PHILADELPHIA (AP) – A $3.75 billion settlement fund created for people who took the banned diet drug combination fen-phen is receiving thousands of fraudulent heart-damage claims, lawyers argued in a federal court filing.
The Philadelphia-based AHP Settlement Trust has received 71,000 claims, more than eight times the number expected when the fund was formed in 1999. The trust has so far paid about 2,700 claims at an average of $400,000.
The trust was created for people who used the weight-loss drug combination commonly known as fen-phen.

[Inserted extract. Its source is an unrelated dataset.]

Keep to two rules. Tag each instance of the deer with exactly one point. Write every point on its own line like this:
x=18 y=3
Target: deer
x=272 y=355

Madison, N.J.-based Wyeth, formerly known as American Home Products, made Pondimin, the fenfluramine half of fen-phen, and a chemical cousin, Redux. Both drugs were pulled from the market in September 1997, after reports that in some patients they had caused heart-valve damage and dangerously high pressure in lung blood vessels.

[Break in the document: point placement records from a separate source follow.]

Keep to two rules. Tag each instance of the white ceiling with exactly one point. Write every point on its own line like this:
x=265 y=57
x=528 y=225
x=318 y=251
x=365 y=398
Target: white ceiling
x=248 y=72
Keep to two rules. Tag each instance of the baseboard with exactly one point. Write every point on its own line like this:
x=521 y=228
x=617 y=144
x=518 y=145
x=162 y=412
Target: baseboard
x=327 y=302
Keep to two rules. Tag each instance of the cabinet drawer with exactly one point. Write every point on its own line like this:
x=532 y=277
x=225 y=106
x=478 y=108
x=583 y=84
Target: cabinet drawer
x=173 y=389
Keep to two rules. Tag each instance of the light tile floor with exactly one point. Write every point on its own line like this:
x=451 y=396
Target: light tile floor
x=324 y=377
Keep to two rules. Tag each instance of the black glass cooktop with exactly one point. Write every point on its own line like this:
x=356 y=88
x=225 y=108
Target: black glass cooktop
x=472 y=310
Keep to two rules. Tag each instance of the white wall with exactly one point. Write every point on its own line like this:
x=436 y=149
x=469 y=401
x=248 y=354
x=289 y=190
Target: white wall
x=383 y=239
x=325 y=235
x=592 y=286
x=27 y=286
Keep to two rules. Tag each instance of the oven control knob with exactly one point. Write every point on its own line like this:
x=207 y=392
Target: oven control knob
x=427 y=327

No problems were linked to phentermine, the other drug in the combination.
Wyeth agreed to a nationwide class-action settlement in 1999.The claims process has been ”hijacked by lawyers stamping out tens of thousands of baseless claims,” Peter L. Zimroth, an attorney for the New Jersey-based Wyeth, said in a court filing late last year.
After the 1999 settlement, Zimroth argues, lawyers paid cardiologists millions of dollars to fill out claims forms with exaggerated injuries after conducting echocardiogram tests.

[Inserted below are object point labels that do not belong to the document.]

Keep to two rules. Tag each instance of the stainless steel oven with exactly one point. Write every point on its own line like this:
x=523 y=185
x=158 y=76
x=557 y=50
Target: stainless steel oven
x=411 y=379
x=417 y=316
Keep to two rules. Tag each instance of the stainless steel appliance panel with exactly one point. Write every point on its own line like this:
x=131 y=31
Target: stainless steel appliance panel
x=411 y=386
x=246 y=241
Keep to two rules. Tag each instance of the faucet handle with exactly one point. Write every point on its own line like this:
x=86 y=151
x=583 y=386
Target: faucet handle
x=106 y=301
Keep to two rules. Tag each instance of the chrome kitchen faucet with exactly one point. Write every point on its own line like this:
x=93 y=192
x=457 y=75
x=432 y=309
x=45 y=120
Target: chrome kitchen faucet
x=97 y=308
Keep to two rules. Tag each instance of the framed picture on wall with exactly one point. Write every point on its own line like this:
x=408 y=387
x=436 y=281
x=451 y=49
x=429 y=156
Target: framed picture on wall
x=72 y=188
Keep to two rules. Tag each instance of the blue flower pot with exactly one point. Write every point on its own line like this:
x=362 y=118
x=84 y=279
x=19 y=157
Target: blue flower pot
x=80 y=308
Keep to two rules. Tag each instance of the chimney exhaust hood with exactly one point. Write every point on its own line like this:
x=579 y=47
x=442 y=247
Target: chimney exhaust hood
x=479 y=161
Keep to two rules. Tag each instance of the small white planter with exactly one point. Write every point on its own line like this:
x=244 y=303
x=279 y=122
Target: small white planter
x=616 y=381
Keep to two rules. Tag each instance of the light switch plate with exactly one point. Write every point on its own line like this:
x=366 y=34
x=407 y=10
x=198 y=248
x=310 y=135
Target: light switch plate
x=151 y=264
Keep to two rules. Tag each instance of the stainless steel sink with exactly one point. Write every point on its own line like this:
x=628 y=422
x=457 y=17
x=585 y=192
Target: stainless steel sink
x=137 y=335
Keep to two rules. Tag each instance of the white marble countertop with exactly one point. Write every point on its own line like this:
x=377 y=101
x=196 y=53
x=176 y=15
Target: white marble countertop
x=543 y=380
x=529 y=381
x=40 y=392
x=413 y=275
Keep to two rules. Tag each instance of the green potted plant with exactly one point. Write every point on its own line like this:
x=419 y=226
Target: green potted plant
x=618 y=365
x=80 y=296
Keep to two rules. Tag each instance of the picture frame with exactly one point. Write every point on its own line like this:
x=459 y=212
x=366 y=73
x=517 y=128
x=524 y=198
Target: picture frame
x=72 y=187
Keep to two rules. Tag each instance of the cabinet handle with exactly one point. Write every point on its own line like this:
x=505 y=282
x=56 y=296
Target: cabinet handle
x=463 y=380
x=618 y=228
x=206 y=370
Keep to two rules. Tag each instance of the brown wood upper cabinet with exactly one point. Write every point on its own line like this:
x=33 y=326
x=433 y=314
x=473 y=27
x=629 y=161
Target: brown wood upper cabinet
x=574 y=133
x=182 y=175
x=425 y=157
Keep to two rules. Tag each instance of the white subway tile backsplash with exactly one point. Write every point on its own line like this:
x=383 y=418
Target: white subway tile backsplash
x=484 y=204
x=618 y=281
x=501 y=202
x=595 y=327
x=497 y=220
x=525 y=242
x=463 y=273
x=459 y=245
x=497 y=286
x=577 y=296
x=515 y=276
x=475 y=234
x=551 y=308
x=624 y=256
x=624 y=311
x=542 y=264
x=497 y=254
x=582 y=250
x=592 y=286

”The trust has to ensure, as part of its fiduciary obligations, that it is paying legitimate claims,” said Richard L. Scheff, a lawyer for the trust. ”We want to deter bogus claims. We want to recover money that shouldn’t have been paid in the first place. We want claims that aren’t valid to be withdrawn.”
Scheff has asked U.S. District Judge Harvey Bartle to suspend an estimated 7,000 claims from Dallas lawyer Kip A. Petroff, and last year sought to suspend all claims connected to EchoMotion, a North Carolina medical testing firm. He said the firm’s tests were not supervised by cardiologists.